Slashdot Mirror


PC Power Management, ACPI Explained In Detail

DK writes "Computer performance has increased steadily in recent years, and unfortunately so has power consumption. An ultimate gaming system equipped with a quad-core processor, two NVIDIA GeForce 8800 Ultra, 4 sticks of DDR2 memory, and a few hard drives can easily consume 500W without doing anything! To reduce power wastage, the industry standards APM and ACPI have been developed to make our computers work more efficiently. ACPI is the successor of APM and is explained in detail in this article."

4 of 133 comments (clear)

  1. ACPI is a disaster by r00t · · Score: 4, Informative

    We used to standardize hardware interfaces. They stood the test of time, were well supported, and were low overhead. Writing drivers, including boot code, was no serious problem. We didn't need an emulator, virtual machine, etc.

    Decent standards: IDE, VGA, PC serial interface, PC parallel interface, PC keyboard interface, UHCI, OHCI, etc.

    Now we standardize an interface to non-standard hardware via ACPI. The OS is supposed to run ACPI code (a script) in a complicated interpreter. ACPI code is slow and buggy, and generally gets to do whatever it wants with the hardware. It's like making BIOS calls to do everything, but without even the minor advantage of native code.

    This is especially painful for boot loaders. You can't run an ACPI interpreter in a 512-byte boot sector. You probably can't do it in any reasonable boot loader.

    This is even painful for power management. For example, OLPC wants to suspend the CPU between every keystroke; that doesn't work so well if you need to run an ACPI code script to do it.

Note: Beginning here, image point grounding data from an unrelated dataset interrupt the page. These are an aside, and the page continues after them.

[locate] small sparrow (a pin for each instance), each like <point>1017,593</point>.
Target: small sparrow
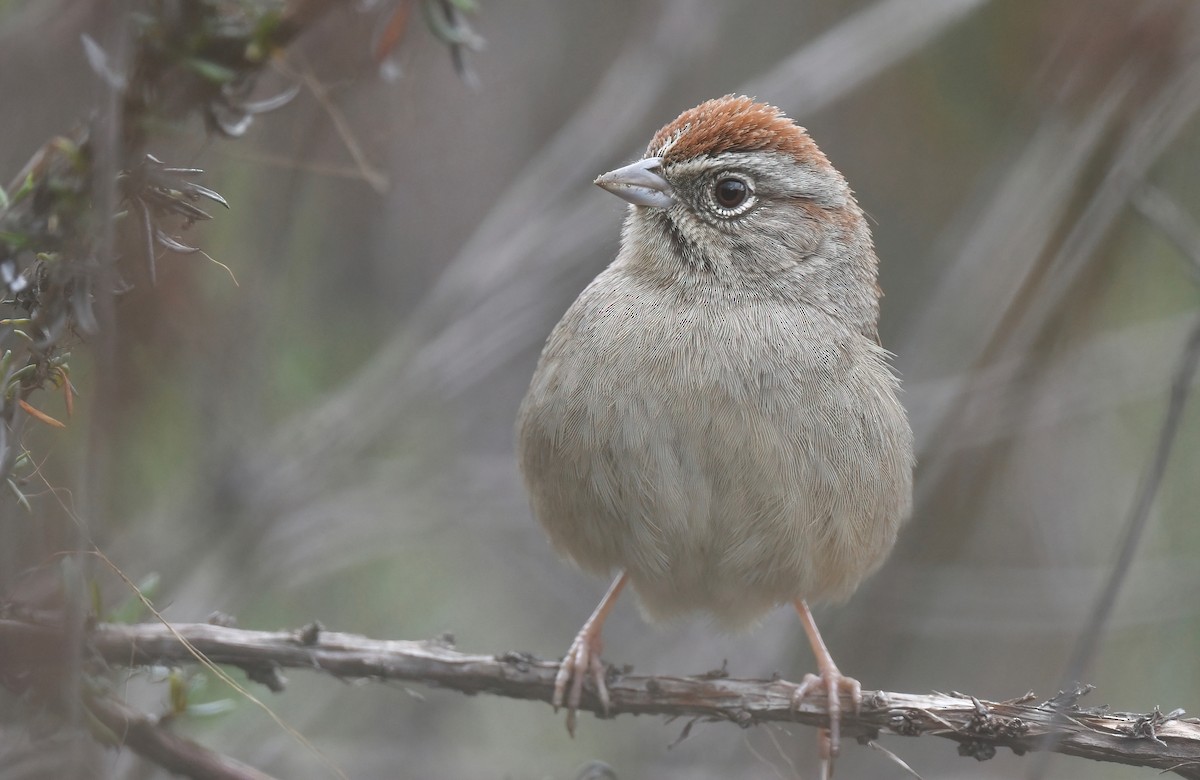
<point>714,418</point>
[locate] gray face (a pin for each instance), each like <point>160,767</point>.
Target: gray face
<point>749,213</point>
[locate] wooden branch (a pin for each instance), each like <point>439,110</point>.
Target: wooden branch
<point>1159,741</point>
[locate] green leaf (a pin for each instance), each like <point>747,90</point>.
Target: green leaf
<point>211,71</point>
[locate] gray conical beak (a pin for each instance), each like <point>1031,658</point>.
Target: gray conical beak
<point>641,184</point>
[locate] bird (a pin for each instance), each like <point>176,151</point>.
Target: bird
<point>714,418</point>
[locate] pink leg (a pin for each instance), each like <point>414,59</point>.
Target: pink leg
<point>583,658</point>
<point>831,679</point>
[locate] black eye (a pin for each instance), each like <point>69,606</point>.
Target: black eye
<point>731,192</point>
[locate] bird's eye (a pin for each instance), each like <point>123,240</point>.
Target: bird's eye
<point>731,195</point>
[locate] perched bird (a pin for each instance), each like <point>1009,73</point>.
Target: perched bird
<point>714,418</point>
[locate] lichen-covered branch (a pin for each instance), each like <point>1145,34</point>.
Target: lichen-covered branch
<point>1164,742</point>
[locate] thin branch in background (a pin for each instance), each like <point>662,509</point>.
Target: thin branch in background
<point>151,739</point>
<point>1025,724</point>
<point>1087,643</point>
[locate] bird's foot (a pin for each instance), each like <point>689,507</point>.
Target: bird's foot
<point>581,661</point>
<point>833,683</point>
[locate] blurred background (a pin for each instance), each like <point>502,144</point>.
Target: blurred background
<point>330,437</point>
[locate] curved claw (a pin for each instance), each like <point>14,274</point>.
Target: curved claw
<point>581,661</point>
<point>833,683</point>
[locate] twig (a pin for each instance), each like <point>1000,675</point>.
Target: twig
<point>147,737</point>
<point>979,726</point>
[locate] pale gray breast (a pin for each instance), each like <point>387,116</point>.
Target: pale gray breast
<point>726,461</point>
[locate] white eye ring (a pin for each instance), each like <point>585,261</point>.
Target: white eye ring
<point>732,195</point>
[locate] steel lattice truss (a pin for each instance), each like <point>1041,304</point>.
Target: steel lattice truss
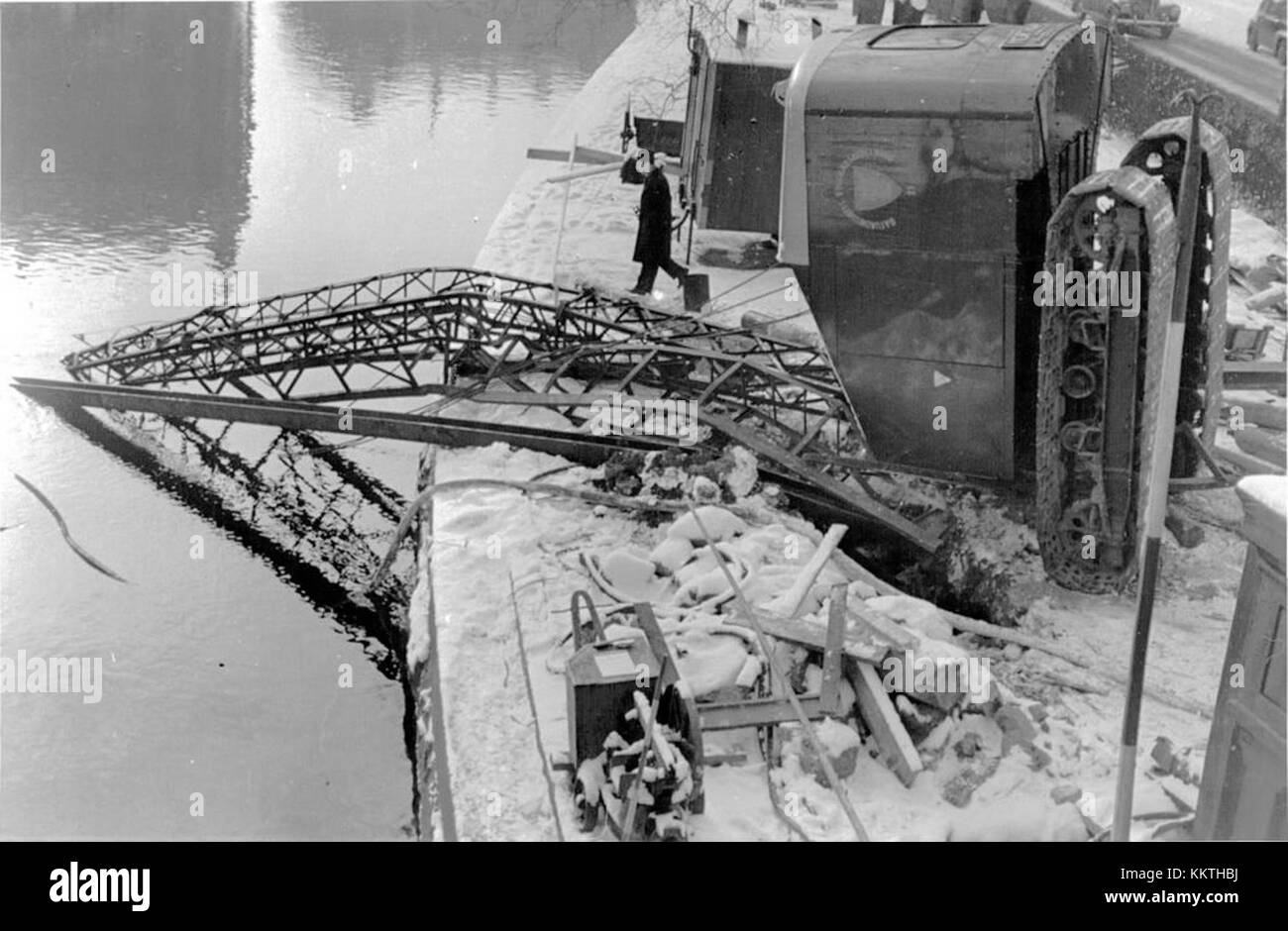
<point>423,331</point>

    1. Re:ACPI is a disaster by Bert64 · · Score: 5, Informative

      Whats worse is that...
      There is a standard for these ACPI scripts, as you pointed out it's not great but at least there is one. There's also a compiler for them, written by Intel that complies with the standard.
      But most hardware makers don't use Intel's compiler that complies with standards... They use Microsoft's compiler that completely breaks the standards, thus OS authors can't just implement according to Intel's published standards, they have to reverse engineer Microsoft's unpublished variations.

      --
      http://spamdecoy.net - free throwaway anonymous email - avoid spam!
    2. Re:ACPI is a disaster by *SECADM · · Score: 4, Informative
      The ACPI interpreter is designed to work within the OSPM. The reason being the assumption that the OS will always be the central point that knows the most about the whole system at any given time, and therefore it is most qualified to make power management decisions.

      About your point about standardizing on an abstract interface of non-standardized hardware, consider:
      1. This is nothing new, and is what always happens in the computer industry. If we were so hung up on standardized hardware interfaces that are well understood by the industry, we would still be coding all in x86/68k/ia64 assembly. Thanks to a wonderful high level (read: abstract) language (C/C++) that is standardized so we can write portable code for.
      2. ACPI hasn't replaced any of those hardware standards you mentioned. E.g. ATA drives still take the same commands as before and the standard is constantly evolving. But more importantly, do those hardware standards have the advance power management capabilities offered by ACPI? And, if they do implement it somehow in the hardware spec, how is updating each individual hardware's firmware *and* driver to include the new power management support, better than just updating the firmware AML code to expose the new capabilities to the OS in a standardized way?
      3. You didn't mention the other half of the ACPI standard, the Configuration aspect of the spec. All those hardware interfaces that you know and love used to each expose its own resource requirement differently, unlike ACPI which standardizes resource descriptors and boot-configured requirements. How is supporting a bunch of hardware specific resource description format better than supporting one standardized format that is well understood by the OS?

      Finally, to go back to your OLPC example. First of all I am not sure why you would want to put an ACPI interpreter into the boot loader? Is there a reason OLPC is doing this? As for you implying that you need to run ACPI code to suspend the CPU (after each keystroke), this is just not true. C-states (which i assume you are talking about) are entered by simply reading a register for the state, as described by the _CST definition. So all you need to do is parse the definition once, and remember the corresponding registers and never parse the AML code again. Same for T-states or P-states, which are entered by writing to the proper registers. There is no such running "ACPI script" overhead like you've described when handling processor power management.
      --
      sure I'll have a sig.
  2. Whatever by Anonymous Coward · · Score: 5, Informative

    Noones computer idles at 500 Watts, not even close. I wish people would check their facts before posting nonsense.

    My 4 year old xenon dual processor (Thats two physical CPUs) PC with (~10 fans) with no power management support in the CPUs idles at 200 watts including powering the display and extraneous trinkets attached to the watt meter plugged into my wall.

    All new PCs with multiple cores on single processors have power management features and use concideribly less power when idling.

    Whats worse is the article spouts all kinds of mostly useless techno crap about power states without providing any context into what it means or useful information in terms of actual OS power settings one can configure to do something about their PCs power usage.